62 Calon Paskibraka Ternate Bahaya Narkoba Digital

62 Calon Paskibraka Ternate Bahaya Narkoba Digital

62 Calon Paskibraka Ternate Bahaya Narkoba Digital--

MALUKUUTARA.DISWAY.ID - Ancaman peredaran gelap narkotika di era modern kian mengkhawatirkan karena mulai menyusup lewat jalur digital dan menyasar generasi muda potensial. 

Merespons situasi krusial ini, Badan Narkotika Nasional Provinsi (BNNP) Maluku Utara bergerak taktis membekali 62 calon Pasukan Pengibar Bendera Pusaka (Paskibraka) Kota Ternate tahun 2026 agar tidak terjerumus ke dalam lingkaran hitam barang haram tersebut.

Dalam agenda strategis Pencegahan dan Pemberantasan Penyalahgunaan dan Peredaran Gelap Narkoba (P4GN) yang digelar di Aula Kantor Badan Kesatuan Bangsa dan Politik (Kesbangpol) Kota Ternate pada Senin (13/7/2026), para remaja terpilih ini diberikan pemahaman mendalam mengenai taktik peredaran narkoba berbasis media sosial serta platform digital yang kian terselubung.

Kepala BNNP Maluku Utara, Brigjen Pol. Mirzal Alwi, membeberkan fakta mengejutkan mengenai menjamurnya jenis narkotika baru atau New Psychoactive Substances (NPS). 

Generasi muda kini tidak hanya diincar oleh narkoba konvensional, melainkan zat-zat modifikasi berbahaya yang kerap disalahgunakan dalam kehidupan sehari-hari.

Beberapa tren komoditas haram yang disorot tajam meliputi peredaran tembakau sintetis, penyalahgunaan tanaman kratom, hingga penyisipan cairan kimia berbahaya ke dalam rokok elektrik (vape). 

Pengawasan ketat dari lingkungan terdekat dan benteng mental individu menjadi pertahanan utama mengingat zat-zat ini merusak saraf otak secara permanen.

"Indonesia akan memasuki era bonus demografi pada 2030. Ini akan menjadi kekuatan besar apabila generasi mudanya berkualitas, namun bisa menjadi ancaman apabila terjerumus dalam penyalahgunaan narkoba," tegas Brigjen Pol. Mirzal Alwi.

BNN Sediakan Layanan Rehabilitasi Medis Gratis

Guna memberikan efek jera sekaligus edukasi emosional, para calon Paskibraka disuguhkan tayangan audio visual dokumenter mengenai kehancuran fisik dan sosial akibat ketergantungan narkoba. 

Kendati demikian, Brigjen Mirzal menekankan bahwa paradigma BNN tidak melulu soal penindakan hukum atau penjara.

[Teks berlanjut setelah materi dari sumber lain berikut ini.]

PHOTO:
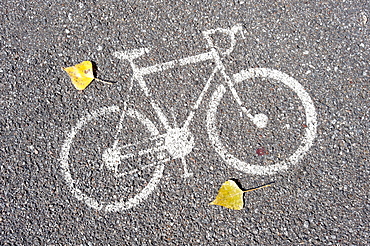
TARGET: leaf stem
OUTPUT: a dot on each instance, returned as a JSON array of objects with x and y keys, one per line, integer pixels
[{"x": 260, "y": 187}]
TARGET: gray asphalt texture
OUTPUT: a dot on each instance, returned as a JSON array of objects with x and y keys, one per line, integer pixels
[{"x": 324, "y": 200}]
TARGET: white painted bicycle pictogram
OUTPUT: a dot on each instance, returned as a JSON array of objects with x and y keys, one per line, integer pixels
[{"x": 155, "y": 150}]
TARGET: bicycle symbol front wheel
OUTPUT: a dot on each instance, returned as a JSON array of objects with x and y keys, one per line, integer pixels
[
  {"x": 93, "y": 180},
  {"x": 241, "y": 146}
]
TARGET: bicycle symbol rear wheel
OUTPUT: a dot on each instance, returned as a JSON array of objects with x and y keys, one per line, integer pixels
[
  {"x": 251, "y": 161},
  {"x": 90, "y": 179}
]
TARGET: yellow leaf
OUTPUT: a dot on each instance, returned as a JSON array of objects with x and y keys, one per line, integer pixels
[
  {"x": 231, "y": 196},
  {"x": 81, "y": 74}
]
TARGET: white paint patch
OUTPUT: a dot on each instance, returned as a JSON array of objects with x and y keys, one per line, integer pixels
[
  {"x": 310, "y": 131},
  {"x": 66, "y": 163}
]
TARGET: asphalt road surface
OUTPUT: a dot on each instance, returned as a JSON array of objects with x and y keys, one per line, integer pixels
[{"x": 106, "y": 166}]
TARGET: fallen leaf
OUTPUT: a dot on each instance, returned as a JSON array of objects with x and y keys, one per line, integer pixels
[
  {"x": 81, "y": 74},
  {"x": 231, "y": 196}
]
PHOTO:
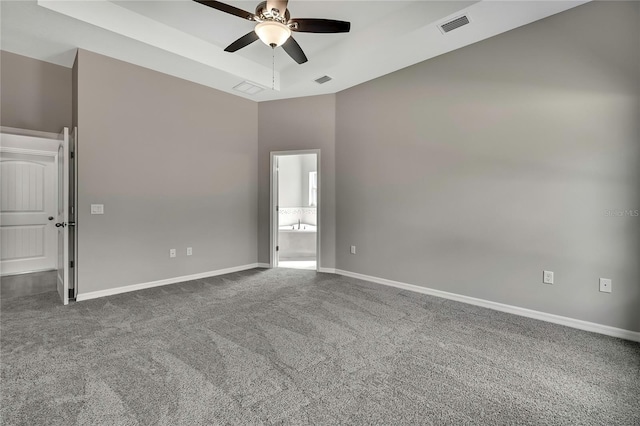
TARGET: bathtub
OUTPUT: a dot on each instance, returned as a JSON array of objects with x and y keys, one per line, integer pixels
[{"x": 303, "y": 227}]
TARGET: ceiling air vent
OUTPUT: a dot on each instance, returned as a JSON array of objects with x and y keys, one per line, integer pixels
[
  {"x": 248, "y": 88},
  {"x": 455, "y": 23},
  {"x": 323, "y": 79}
]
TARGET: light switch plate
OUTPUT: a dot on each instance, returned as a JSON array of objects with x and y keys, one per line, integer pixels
[{"x": 605, "y": 285}]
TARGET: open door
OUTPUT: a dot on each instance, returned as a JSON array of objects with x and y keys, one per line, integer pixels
[{"x": 63, "y": 216}]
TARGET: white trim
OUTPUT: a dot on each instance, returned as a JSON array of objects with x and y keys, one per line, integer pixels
[
  {"x": 135, "y": 287},
  {"x": 33, "y": 133},
  {"x": 543, "y": 316},
  {"x": 24, "y": 151}
]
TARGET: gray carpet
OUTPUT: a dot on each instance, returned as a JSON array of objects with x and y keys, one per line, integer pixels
[{"x": 297, "y": 347}]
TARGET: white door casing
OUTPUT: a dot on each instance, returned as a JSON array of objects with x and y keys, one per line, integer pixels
[
  {"x": 62, "y": 219},
  {"x": 274, "y": 201},
  {"x": 27, "y": 201}
]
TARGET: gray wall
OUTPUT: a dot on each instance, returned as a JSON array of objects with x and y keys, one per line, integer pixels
[
  {"x": 175, "y": 165},
  {"x": 36, "y": 95},
  {"x": 474, "y": 171},
  {"x": 297, "y": 124}
]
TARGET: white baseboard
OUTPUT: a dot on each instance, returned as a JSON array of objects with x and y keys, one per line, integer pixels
[
  {"x": 543, "y": 316},
  {"x": 135, "y": 287}
]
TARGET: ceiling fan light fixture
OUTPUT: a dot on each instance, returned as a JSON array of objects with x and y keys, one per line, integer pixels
[{"x": 273, "y": 33}]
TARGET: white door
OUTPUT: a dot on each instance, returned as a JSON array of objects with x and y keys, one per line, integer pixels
[
  {"x": 63, "y": 217},
  {"x": 27, "y": 212}
]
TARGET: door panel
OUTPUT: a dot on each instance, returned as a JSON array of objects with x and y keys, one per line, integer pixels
[
  {"x": 63, "y": 217},
  {"x": 28, "y": 237}
]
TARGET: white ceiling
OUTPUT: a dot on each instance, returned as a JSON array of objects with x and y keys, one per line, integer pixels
[{"x": 187, "y": 40}]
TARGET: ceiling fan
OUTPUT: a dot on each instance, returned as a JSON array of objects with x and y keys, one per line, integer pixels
[{"x": 274, "y": 26}]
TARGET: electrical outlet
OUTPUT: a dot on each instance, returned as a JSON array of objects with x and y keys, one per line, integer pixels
[
  {"x": 97, "y": 208},
  {"x": 605, "y": 285}
]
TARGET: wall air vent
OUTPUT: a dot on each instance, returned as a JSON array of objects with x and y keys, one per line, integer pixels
[
  {"x": 455, "y": 23},
  {"x": 323, "y": 79},
  {"x": 249, "y": 88}
]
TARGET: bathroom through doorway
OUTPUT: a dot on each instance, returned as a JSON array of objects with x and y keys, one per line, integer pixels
[{"x": 295, "y": 202}]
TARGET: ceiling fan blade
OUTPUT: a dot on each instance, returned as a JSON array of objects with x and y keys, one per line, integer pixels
[
  {"x": 243, "y": 41},
  {"x": 320, "y": 26},
  {"x": 228, "y": 9},
  {"x": 294, "y": 50},
  {"x": 281, "y": 5}
]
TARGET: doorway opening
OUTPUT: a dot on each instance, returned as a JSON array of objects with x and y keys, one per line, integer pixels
[
  {"x": 295, "y": 209},
  {"x": 36, "y": 253}
]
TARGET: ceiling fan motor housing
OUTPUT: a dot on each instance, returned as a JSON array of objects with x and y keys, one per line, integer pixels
[{"x": 272, "y": 15}]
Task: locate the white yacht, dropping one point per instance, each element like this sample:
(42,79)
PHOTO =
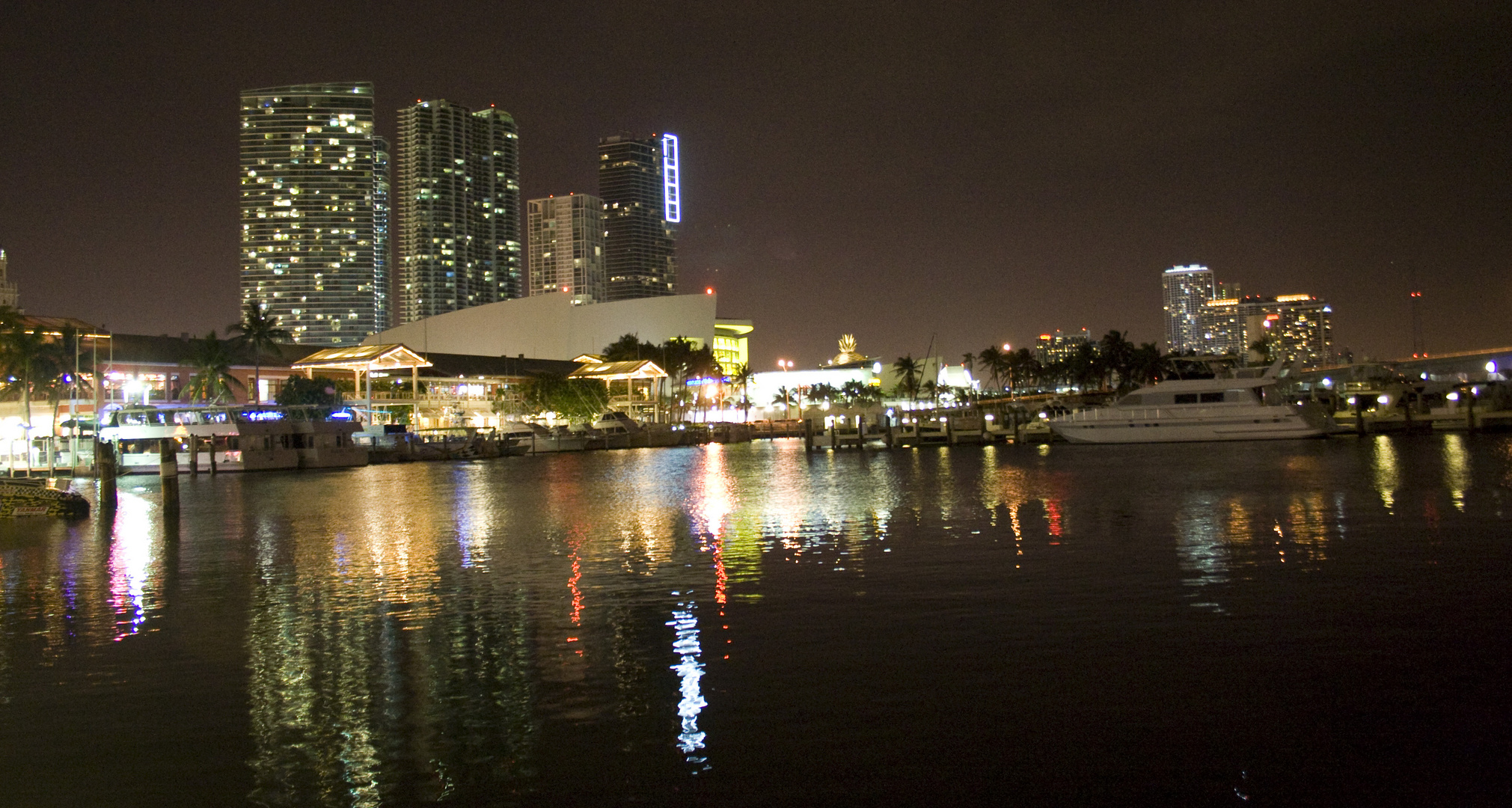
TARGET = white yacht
(247,438)
(1201,409)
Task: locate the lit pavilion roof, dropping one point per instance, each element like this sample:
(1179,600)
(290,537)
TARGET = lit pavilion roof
(616,371)
(364,358)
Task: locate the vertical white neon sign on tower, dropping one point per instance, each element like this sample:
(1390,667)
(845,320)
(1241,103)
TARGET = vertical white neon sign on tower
(672,203)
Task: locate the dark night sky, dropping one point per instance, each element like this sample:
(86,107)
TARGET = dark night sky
(974,171)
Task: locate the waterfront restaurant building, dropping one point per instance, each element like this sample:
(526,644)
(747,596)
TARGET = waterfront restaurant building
(552,325)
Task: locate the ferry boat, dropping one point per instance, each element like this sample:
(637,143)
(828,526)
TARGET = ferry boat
(247,438)
(1204,409)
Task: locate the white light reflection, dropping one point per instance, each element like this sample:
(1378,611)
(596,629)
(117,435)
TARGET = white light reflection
(1457,469)
(690,669)
(1201,550)
(1387,477)
(130,559)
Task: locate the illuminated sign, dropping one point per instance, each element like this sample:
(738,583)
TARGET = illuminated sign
(670,197)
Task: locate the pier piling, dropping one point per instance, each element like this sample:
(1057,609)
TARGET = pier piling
(105,474)
(168,468)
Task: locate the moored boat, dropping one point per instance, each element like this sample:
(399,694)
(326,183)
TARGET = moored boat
(1189,411)
(247,438)
(34,497)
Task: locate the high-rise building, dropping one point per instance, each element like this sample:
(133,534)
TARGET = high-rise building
(1298,328)
(1290,327)
(459,209)
(1186,290)
(1059,347)
(1223,325)
(641,206)
(383,259)
(310,183)
(566,244)
(10,296)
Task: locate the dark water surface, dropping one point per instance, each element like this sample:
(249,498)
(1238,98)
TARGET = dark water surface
(1298,622)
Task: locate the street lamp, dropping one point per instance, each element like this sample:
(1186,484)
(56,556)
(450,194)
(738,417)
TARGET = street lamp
(786,392)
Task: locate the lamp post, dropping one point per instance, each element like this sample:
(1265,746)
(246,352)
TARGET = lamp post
(786,391)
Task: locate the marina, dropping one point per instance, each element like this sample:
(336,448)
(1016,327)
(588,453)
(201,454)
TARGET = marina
(1088,618)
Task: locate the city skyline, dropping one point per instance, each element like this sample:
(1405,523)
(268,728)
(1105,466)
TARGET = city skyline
(459,209)
(566,245)
(637,183)
(310,197)
(1356,155)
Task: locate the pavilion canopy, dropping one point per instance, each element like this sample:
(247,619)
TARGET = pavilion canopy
(616,371)
(364,358)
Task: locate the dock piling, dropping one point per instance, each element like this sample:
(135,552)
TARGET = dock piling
(168,468)
(105,474)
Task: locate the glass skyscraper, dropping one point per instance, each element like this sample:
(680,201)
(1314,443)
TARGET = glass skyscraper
(312,186)
(566,242)
(459,209)
(638,186)
(1186,290)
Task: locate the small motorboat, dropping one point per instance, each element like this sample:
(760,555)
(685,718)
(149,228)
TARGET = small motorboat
(34,497)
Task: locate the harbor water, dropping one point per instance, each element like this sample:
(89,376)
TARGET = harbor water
(1311,622)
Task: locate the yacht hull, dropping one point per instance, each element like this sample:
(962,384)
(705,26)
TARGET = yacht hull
(1189,426)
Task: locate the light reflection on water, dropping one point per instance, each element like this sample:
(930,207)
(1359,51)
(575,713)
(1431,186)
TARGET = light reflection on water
(450,631)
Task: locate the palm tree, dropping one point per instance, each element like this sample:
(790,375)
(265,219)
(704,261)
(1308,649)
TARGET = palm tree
(212,362)
(991,362)
(1118,358)
(909,371)
(785,398)
(61,359)
(23,353)
(741,376)
(1024,365)
(1146,365)
(259,333)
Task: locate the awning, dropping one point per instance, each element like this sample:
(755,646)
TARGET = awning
(364,358)
(616,371)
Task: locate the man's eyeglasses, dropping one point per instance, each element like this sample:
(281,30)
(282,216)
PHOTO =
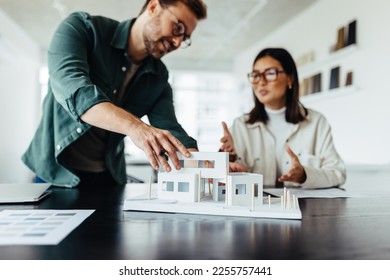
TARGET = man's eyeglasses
(270,75)
(179,30)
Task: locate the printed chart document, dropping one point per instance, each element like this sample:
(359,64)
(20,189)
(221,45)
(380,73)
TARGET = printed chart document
(39,227)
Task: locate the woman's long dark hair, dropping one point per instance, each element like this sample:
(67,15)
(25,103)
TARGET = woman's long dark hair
(294,113)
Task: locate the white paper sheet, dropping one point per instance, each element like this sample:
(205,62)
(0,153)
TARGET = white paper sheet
(38,227)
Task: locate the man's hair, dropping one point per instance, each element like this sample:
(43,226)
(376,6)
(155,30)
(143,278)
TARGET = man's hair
(196,6)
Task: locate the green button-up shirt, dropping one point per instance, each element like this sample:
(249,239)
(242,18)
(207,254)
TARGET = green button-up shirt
(87,65)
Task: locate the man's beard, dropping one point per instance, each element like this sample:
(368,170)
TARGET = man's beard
(156,47)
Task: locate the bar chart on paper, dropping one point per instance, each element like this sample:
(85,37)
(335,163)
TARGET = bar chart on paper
(39,227)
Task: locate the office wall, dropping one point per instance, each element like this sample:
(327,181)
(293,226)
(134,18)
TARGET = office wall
(360,119)
(19,98)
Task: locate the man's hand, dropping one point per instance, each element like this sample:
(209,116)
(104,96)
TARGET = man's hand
(158,145)
(296,173)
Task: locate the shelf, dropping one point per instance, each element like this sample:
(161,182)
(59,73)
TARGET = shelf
(326,95)
(309,68)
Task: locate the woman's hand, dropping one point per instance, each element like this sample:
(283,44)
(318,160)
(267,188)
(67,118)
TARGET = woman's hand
(227,141)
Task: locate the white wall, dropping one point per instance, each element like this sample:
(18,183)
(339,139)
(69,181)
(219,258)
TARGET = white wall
(360,119)
(19,98)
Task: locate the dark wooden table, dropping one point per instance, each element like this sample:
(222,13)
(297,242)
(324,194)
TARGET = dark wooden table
(331,229)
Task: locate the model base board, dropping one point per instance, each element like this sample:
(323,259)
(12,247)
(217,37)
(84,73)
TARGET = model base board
(269,208)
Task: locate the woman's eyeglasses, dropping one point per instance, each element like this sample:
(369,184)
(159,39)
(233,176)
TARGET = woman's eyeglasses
(270,75)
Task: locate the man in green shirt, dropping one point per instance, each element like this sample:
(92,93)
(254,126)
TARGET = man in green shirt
(104,76)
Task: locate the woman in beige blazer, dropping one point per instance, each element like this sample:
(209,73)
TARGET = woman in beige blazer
(280,138)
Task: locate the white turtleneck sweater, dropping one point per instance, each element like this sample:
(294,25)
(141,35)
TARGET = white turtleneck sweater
(280,129)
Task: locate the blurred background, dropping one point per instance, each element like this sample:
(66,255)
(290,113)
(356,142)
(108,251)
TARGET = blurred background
(209,78)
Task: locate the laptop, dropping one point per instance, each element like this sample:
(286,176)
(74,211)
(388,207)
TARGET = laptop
(23,192)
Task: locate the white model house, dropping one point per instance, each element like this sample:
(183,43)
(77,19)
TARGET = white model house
(192,182)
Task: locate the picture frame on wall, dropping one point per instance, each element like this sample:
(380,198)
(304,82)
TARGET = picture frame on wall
(334,78)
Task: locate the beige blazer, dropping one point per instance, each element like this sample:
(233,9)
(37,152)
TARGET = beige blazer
(311,140)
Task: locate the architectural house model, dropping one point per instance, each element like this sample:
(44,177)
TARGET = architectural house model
(204,186)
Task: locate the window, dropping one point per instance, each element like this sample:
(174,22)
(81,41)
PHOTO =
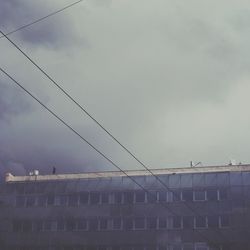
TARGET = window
(200,222)
(128,197)
(27,226)
(70,225)
(162,223)
(84,198)
(128,223)
(104,198)
(213,221)
(212,194)
(176,195)
(223,194)
(94,198)
(73,200)
(224,221)
(187,195)
(103,224)
(17,226)
(82,224)
(60,225)
(118,198)
(20,201)
(30,201)
(151,223)
(41,201)
(117,223)
(140,196)
(188,222)
(93,224)
(38,226)
(199,195)
(162,196)
(139,223)
(176,222)
(152,196)
(51,200)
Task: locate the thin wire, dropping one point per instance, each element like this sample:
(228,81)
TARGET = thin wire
(94,148)
(42,18)
(100,125)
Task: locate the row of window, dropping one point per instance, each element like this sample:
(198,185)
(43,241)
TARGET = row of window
(139,223)
(128,197)
(185,246)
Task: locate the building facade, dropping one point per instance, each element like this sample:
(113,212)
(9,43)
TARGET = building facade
(203,208)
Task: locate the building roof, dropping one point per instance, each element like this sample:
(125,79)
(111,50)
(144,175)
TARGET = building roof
(110,174)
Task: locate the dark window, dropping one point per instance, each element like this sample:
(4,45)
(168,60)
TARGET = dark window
(162,223)
(27,226)
(162,196)
(82,224)
(48,225)
(223,194)
(93,224)
(103,224)
(200,222)
(128,223)
(20,201)
(70,225)
(152,196)
(213,221)
(105,198)
(41,201)
(73,200)
(176,222)
(62,200)
(30,201)
(60,225)
(140,196)
(17,226)
(94,198)
(38,226)
(84,198)
(118,198)
(117,223)
(199,195)
(151,223)
(187,195)
(51,199)
(212,194)
(128,197)
(224,221)
(139,223)
(176,195)
(188,222)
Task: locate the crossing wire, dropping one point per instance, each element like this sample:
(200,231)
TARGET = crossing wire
(98,151)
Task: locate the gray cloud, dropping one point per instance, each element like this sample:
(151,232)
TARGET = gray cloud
(54,32)
(169,80)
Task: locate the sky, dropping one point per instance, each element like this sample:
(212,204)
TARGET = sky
(169,79)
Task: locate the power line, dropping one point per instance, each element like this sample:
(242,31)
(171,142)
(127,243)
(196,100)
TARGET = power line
(93,147)
(42,18)
(98,123)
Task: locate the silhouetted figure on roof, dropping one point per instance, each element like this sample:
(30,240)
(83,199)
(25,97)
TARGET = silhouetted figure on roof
(54,170)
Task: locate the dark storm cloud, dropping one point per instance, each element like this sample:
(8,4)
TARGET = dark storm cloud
(11,102)
(53,32)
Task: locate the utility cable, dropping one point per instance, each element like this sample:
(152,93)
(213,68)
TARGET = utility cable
(42,18)
(100,125)
(94,148)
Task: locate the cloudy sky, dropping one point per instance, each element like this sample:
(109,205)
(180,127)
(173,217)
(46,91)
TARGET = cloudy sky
(169,79)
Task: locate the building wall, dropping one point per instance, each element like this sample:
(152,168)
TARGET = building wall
(199,211)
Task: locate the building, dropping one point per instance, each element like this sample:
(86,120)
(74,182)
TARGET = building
(203,208)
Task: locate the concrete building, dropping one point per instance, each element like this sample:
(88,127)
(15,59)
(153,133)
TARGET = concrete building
(202,208)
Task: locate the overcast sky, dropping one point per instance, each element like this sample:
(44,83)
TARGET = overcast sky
(169,79)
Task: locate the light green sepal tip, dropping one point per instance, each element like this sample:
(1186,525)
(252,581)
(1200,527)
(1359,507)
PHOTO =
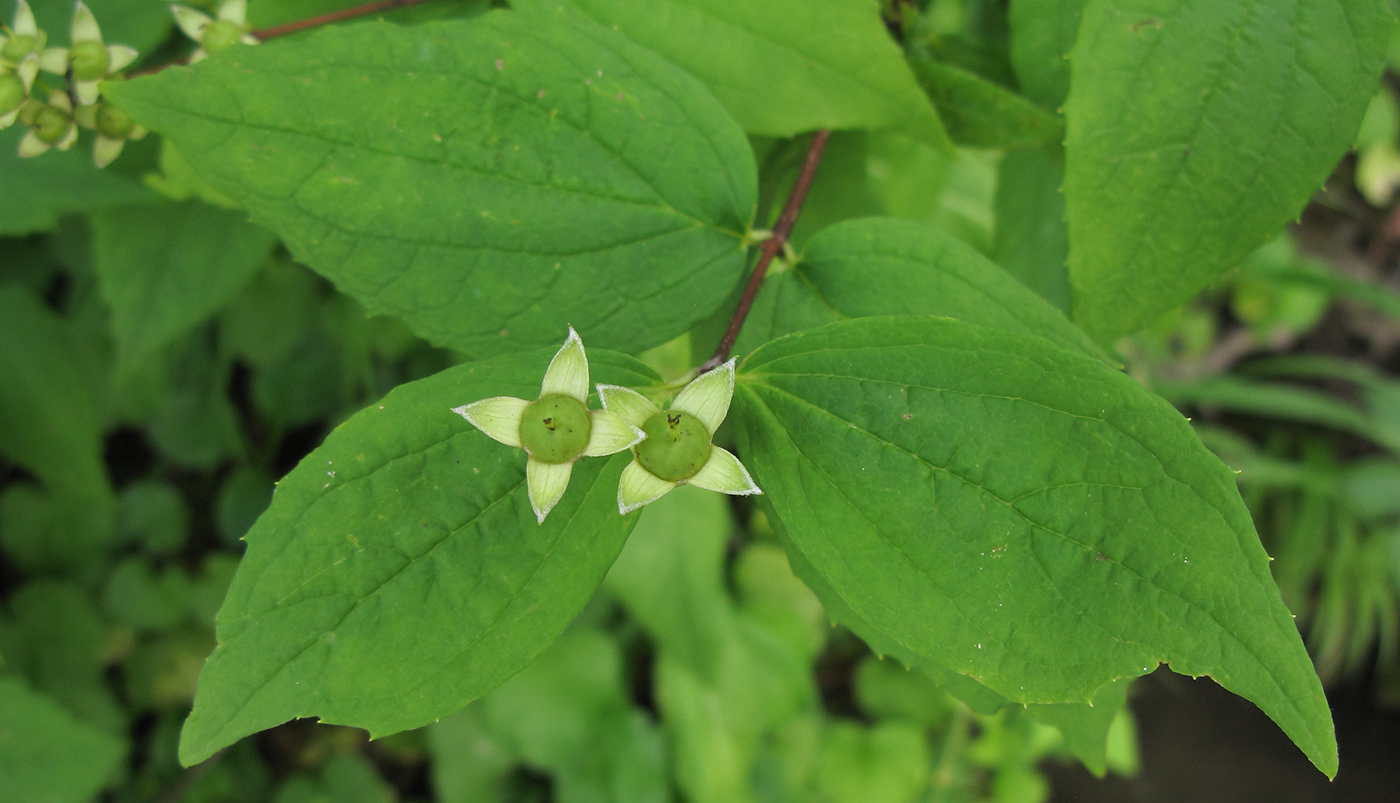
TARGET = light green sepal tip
(707,396)
(546,484)
(640,487)
(725,473)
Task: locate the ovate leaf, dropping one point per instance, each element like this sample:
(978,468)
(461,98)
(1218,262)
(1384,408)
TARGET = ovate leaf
(884,266)
(1194,132)
(46,754)
(1019,514)
(1032,241)
(165,267)
(482,179)
(1042,34)
(822,63)
(399,572)
(982,114)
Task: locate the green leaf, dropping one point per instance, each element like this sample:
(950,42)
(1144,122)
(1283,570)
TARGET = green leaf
(48,413)
(669,577)
(882,266)
(140,596)
(980,114)
(1085,726)
(45,754)
(42,189)
(1045,523)
(53,640)
(468,764)
(1032,241)
(888,763)
(724,677)
(399,572)
(153,514)
(193,420)
(822,63)
(283,11)
(483,179)
(1042,34)
(167,267)
(1194,132)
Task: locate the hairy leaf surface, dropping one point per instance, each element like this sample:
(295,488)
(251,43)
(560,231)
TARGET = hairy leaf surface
(167,267)
(48,411)
(982,114)
(885,266)
(399,572)
(46,754)
(483,179)
(1032,242)
(1042,34)
(1194,132)
(822,63)
(1018,514)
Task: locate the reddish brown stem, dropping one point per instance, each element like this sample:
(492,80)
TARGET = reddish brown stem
(335,17)
(770,248)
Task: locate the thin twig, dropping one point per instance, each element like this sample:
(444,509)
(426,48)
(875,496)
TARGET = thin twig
(335,17)
(263,34)
(770,248)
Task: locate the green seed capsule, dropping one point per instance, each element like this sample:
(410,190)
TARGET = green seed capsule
(114,122)
(676,446)
(556,428)
(90,60)
(18,46)
(51,125)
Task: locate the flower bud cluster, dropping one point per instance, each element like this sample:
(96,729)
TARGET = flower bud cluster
(53,115)
(219,32)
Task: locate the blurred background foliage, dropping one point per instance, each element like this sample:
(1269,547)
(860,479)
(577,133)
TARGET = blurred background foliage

Pihak BNNP Malut memastikan bahwa negara hadir menyediakan fasilitas dan layanan rehabilitasi yang komprehensif bagi para korban penyalahguna agar mereka bisa pulih total, lepas dari kecanduan, dan kembali menjadi individu yang produktif di tengah masyarakat.

Langkah responsif BNNP ini mendapat apresiasi tinggi dari Kepala Badan Kesbangpol Kota Ternate, Nuryadin Rachman.

 Menurutnya, materi P4GN ini merupakan suplemen mental yang sangat mahal bagi para pelajar yang nantinya akan memegang tongkat estafet kepemimpinan bangsa.

"Edukasi mengenai bahaya narkoba merupakan bekal penting dalam mencetak generasi muda yang berkarakter, berintegritas, serta menjadi calon pemimpin bangsa yang Bersih Narkoba," ujar Nuryadin penuh optimisme.